In this study, by using culturing, the stx-positive strain of E. coli O157 was not isolated from any of the samples of raw milk dairy products tested. This is in agreement with other studies and would seem to underpin the very low prevalence of this STEC serotype in raw milk cheeses (Baylis, 2009).

The prevalence of stx genes by PCR following enrichment (15.1%) is similar to the rate reported in previous studies. Vernozy-Rozand et al. (2005) found these genes to occur in 13.1% of raw milk cheeses tested in France, while Zweifel et al. (2010) reported a 5.7% prevalence rate in 1502 raw milk cheeses sampled at factories in Switzerland. The higher prevalence in raw milk sheep cheeses may be linked to the method of production. In fact, in the region of Lazio, sheep owners commonly use an old-fashioned breeding system and traditional, artisanal, cheese-making procedures, sometimes under conditions that are unhygienic.

Despite the significant prevalence rate, we isolated only two strains of E. coli O:157 harbouring stx genes. A similarly low recovery rate of STEC strains from PCR-positive samples has been reported upon previously (Pradel et al., 2000; Fach et al., 2001; Vernozy-Rozand et al., 2005).

Both stx-positive isolates did not possess the eae gene. Again, our finding seems to match that previously made, during which it was noted that only a minority of STEC strains found in raw milk and raw milk cheeses possessed the eae gene encoding for intimin (Baylis, 2009). It was reported by Boerlin et al. (1999) that STEC strains carrying the eae gene have the ability to cause attaching and effacing lesions on epithelial cells, which seems to be a characteristic associated most frequently to human disease. However, not all STEC strains linked to human foodborne outbreaks are eae-positive, as was noted during the E. coli O104:H4 outbreak in Germany in the summer of 2011. This underlines the potential importance of alternative pathogenic mechanisms and involving colonisation and aggregation of the bacteria in the human digestive tract (Neill, 1997; Baylis, 2009).

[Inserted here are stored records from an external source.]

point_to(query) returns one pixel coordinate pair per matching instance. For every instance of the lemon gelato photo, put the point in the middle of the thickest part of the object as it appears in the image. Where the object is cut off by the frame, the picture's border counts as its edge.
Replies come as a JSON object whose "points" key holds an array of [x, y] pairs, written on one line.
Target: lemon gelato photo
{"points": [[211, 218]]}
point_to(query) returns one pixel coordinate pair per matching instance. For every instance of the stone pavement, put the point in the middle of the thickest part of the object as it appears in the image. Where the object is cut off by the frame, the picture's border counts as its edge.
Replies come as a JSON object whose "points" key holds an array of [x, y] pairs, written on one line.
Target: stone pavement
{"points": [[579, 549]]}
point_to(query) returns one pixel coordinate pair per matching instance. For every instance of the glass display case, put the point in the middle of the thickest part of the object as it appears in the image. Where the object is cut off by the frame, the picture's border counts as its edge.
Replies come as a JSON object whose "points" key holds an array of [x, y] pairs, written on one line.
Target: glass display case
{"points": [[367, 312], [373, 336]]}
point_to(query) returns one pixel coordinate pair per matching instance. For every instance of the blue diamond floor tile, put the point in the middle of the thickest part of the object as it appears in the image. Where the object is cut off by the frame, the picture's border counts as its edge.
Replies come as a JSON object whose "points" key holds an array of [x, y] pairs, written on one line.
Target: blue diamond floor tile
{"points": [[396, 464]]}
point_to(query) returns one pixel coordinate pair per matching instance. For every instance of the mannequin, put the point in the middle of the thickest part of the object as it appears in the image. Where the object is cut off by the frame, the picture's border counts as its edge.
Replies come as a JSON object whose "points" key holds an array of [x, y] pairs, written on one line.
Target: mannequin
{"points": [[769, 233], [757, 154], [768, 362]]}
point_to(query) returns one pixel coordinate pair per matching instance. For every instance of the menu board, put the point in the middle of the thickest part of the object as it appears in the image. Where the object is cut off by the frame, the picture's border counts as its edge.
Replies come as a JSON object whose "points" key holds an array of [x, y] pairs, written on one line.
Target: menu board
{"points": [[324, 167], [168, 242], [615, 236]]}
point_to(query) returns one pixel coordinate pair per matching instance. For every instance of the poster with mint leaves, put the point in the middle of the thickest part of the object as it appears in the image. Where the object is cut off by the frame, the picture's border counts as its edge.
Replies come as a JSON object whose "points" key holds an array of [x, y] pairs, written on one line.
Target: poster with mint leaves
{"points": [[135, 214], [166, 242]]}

The presence of stx-positive E. coli in raw milk dairy products suggests that this type of foodstuff cannot be excluded as a potential vehicle for STEC and, therefore, represents a safety concern with regard to human health. However, the very low number of positive samples detected during our survey is cause for comfort; indeed, only two strains isolated from different ovine cheeses carried the stx gene, neither of which was eae-positive.

Conclusions

In conclusion, given the relatively high number of stx-positive samples detected, and the increase in reported outbreaks of foodborne STECs (EFSA, 2014), a specific control plan, concerning raw and thermolised milk cheeses, is now being planned for Lazio region (2014).